Anyway, that's what I said to my friend about music. Having primed him with this cheerfulness, I proceeded to further lighten the mood with an anecdote about my mother's death.

When my mother died, my husband helped me clean out her apartment. There was next to nothing of value in her belongings, but her pantry was full to overflowing with perfectly serviceable dry goods and non-perishable food. My husband discouraged me from taking any of it, but I did anyway. I don't know what made him uncomfortable about it. I guess just the fact that she was dead? Maybe he found it macabre, to touch the things of a dead person? As if her cold, clammy ghost hands had left cold, clammy ghost fingerprints on the plastic wrap of the paper towels.

Anyway, I took two grocery bags' worth of stuff. Mostly canned food. The sort of crap that probably killed her: Chef Boyardee, deviled ham, salt-laden vegetables. I brought it home and put it into our cabinets along with our own food. My husband wouldn't touch any of it, and neither would I, at first. For months, it lurked in the back of our cabinets, passed over but not forgotten, while newer, fresher, and healthier foodstuffs came and went around it.

Then one day, I opened a can of her chicken and rice soup, and heated it up on the stove.

I ate it slowly, thoughtfully, deliberately. I tortured myself with it. I wondered how each spoonful would taste to her. Salty? Too hot, perhaps? I remembered how she looked when she blew on food to cool it, and I pursed my lips in the same way. When the bowl was empty, I felt sick. Remorseful. Like I'd taken something of hers - something extremely personal - and used it, without permission. Like I was using her. Using her up.

It was a game of self-flagellation that I drew out for the next several months. Something would trigger a memory, and I'd suddenly feel overcome with longing for my mother's arms. But there was nothing I could do. The closest I could get to her was this shitty canned food I'd pillaged from her kitchen. So I'd eat some of it. And again: guilt. I was trying to fill myself up with her, but with each bite gone, there was a little less of her left.

Eventually, all that remained was some plain chicken broth. I took an hour to finish it. Swallow after swallow of cold, oily water.
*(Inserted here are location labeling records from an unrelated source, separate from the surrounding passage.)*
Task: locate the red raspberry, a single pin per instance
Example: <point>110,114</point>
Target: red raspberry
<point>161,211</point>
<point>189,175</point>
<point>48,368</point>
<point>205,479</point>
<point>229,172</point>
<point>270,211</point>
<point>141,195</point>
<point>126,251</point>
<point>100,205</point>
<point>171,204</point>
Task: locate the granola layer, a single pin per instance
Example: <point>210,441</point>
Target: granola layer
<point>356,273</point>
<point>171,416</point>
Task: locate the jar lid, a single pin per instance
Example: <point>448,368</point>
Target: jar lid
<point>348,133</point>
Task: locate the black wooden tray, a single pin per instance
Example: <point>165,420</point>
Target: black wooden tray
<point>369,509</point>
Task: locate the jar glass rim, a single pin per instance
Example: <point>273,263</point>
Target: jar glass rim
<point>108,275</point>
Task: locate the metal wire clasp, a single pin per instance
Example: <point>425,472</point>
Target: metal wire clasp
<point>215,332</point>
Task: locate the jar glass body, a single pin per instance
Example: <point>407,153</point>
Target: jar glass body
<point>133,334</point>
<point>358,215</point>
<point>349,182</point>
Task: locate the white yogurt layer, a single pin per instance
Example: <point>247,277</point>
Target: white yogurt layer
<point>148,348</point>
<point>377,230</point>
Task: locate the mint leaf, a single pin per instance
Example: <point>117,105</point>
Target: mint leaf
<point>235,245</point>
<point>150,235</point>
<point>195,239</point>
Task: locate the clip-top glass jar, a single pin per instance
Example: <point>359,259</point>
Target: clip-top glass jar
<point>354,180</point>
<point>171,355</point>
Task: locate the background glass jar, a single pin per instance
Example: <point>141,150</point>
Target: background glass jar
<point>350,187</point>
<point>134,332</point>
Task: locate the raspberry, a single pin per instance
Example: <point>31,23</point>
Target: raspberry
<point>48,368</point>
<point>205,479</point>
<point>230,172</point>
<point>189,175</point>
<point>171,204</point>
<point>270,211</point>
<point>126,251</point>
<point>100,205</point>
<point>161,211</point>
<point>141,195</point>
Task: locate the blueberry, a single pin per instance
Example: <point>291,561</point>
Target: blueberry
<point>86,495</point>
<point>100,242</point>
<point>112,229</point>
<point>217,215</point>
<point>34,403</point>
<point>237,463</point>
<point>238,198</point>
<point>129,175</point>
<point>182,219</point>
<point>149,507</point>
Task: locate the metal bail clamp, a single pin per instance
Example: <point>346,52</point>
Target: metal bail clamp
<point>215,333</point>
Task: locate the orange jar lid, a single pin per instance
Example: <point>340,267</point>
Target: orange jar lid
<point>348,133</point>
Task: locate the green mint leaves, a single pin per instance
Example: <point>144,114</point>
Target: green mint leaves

I wanted to cry, eating it, but I couldn't. I didn't feel anything. I wasn't even hungry. I wanted to be close to her, but maybe I wanted to hurry up and get the awful exercise over with, too. I needed to feel her inside me. I needed to get her out of my system.

More than once this summer I've had the full, conscious thought, Thank god I only had two parents. I couldn't do this again. You fight with them. You fight to love them, to understand them, to be understood and loved by them. You struggle to relate to them, to identify with them. You reach an age and a maturity where you finally start to do that, but now you're also old enough to fully appreciate the damages they did to do. You forgive them, or you don't. You secretly wish them dead, or you hope they'll live forever.

Then one day they're gone and no matter how complicated your relationship with them was, you miss them so much you could throw up, even though there's nothing, nothing, nothing in your stomach.